WHO calls for routine HIV test

June 12, 2007 :: Tamar Kahn,Durban Business Day,South Africa

World Health Organisation (WHO) HIV/AIDS director Kevin de Cock yesterday urged SA to offer routine, confidential HIV testing to all patients at clinics and hospital, in the hope of radically increasing the proportion of people who know their status. The WHO recommended last week that countries hard hit by HIV stop relying on people to seek out HIV tests and move towards "provider-initiated" testing instead, while still allowing people to decline the offer of such tests. "I think the guidelines are one of the most important things we've done in a long time and they should be implemented in SA," he said on the sidelines of the third South African National AIDS conference. More HIV testing would help prevent new infections and improve the life expectancy of people who had the disease, De Cock said. "Most HIV-infected people go to great lengths to avoid transmission to other people and find abhorrent the idea they may infect someone else," he said in an interview. "Even in the industrialised world there are a huge number of people who only find out that they are HIV infected around the time they develop an opportunistic infection (associated with) advanced disease. "It's not cost effective to have people diagnosed late ... it's also dangerous because late initiation of therapy is associated with adverse outcomes." The WHO estimates about a fifth of the people infected with HIV in poor countries know they are carrying the virus. But in SA, only about 2% of the population has taken such tests, according to Southern African HIV Clinicians Society president Dr Francois Venter. HIV testing has been a hot topic at the conference, partly in response to a provocative Sunday Times article by Venter, advocating mandatory HIV testing. Delegates yesterday filled a hall for a debate on the issue, which is expected to be tackled in the conference declaration tomorrow.
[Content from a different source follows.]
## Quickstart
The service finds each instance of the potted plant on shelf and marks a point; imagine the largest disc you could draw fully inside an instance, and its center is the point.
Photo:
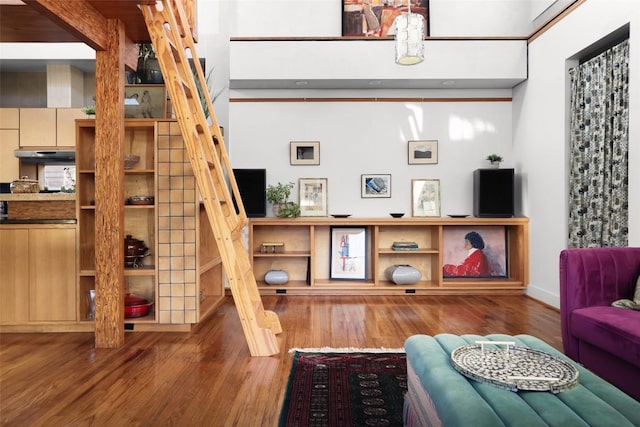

De Cock said he did not consider funding to be a limiting factor for provider-initiated HIV testing, as rapid tests were simple to administer and did not require expensive laboratory analysis. "Where we are lagging behind is the capacity to do molecular diagnosis for children," he said. Tests for children under 18 months require laboratory analysis. De Cock said he thought it unlikely that patients would be coerced into taking HIV tests.